I sense that, up to a point, you are correct in concluding that increase in populations over time “drives agricultural efficiency” and “technical and scientific innovation.” Apparently, we disagree as to what is that “point” in time.
I am aware of another of your remarks, i.e., that it is wrong to conclude that “famines were always (or mainly) caused by absolute deficiency of food.” The key factor here, of course, is whether distribution of available food within a nation will be carried out even when most of its people cannot pay for it. It may appear moral to argue this must occur. However, this kind of distribution of the wealth of nations (in this case, their food) does not appear historically to be a sound economic policy.
As for your final paragraph below: I suspect that here you express an ideal situation, a kind of pie-in-the-sky theory as regards economic aid from the U.S. to African countries. The failure of President Johnson’s War on Poverty is a reminder to me that simple giveaways to low-income people may not cause them to become self-sufficient.
Patrick Groff, Professor of Education Emeritus
San Diego State University
Mr. Groff:
Thank you for your thoughtful reply.
My position is not that governments ought to encourage parents to have as many children as possible.
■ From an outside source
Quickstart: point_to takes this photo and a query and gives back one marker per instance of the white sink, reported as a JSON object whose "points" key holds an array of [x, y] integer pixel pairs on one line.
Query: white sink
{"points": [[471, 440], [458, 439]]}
Rather, it is that governments ought to respect the natural right of parents to decide for themselves the number and spacing of their children. Even the UN Population Fund pays lip service to this principle, even as it violates it in practice. The Indian Prime Minister, by the way, has recently ringingly reaffirmed this fundamental freedom of parents, in an implicit rebuke of some overzealous Indian officials and states who would impose a two-child policy.
As to what the “point” ought to be, I cannot say. Nor can anyone else for that matter. It depends entirely on the future rate of technological progress.
I will say that most of the global population limits that would be imposed by those who are worried about human numbers seem to me far too low. I am not speaking here of fringe estimates, such as the “100 million” thrown out by Garrett Hardin some years before his death. I refer to such products of “consensus” as the Global Biodiversity Assessment, which opined that “A reasonable estimate for an industrialized world society at the present North American material standard of living would be 1 billion.”
Such numbers, which are based on the crudest kind of static analyses of current production and consumption patterns, seem to me perfectly unreasonable. They also provide a rationalization for the kind of tyranny that we see expressed in China’s one-child policy.
I don’t think of education, primary health care, or infrastructure projects as giveaways but investments. An African who can read and write, who is not debilitated by malaria, and who can get his goods to market along an American built road, obviously has much better economic prospects than one who is illiterate, sick, and stuck in the bush.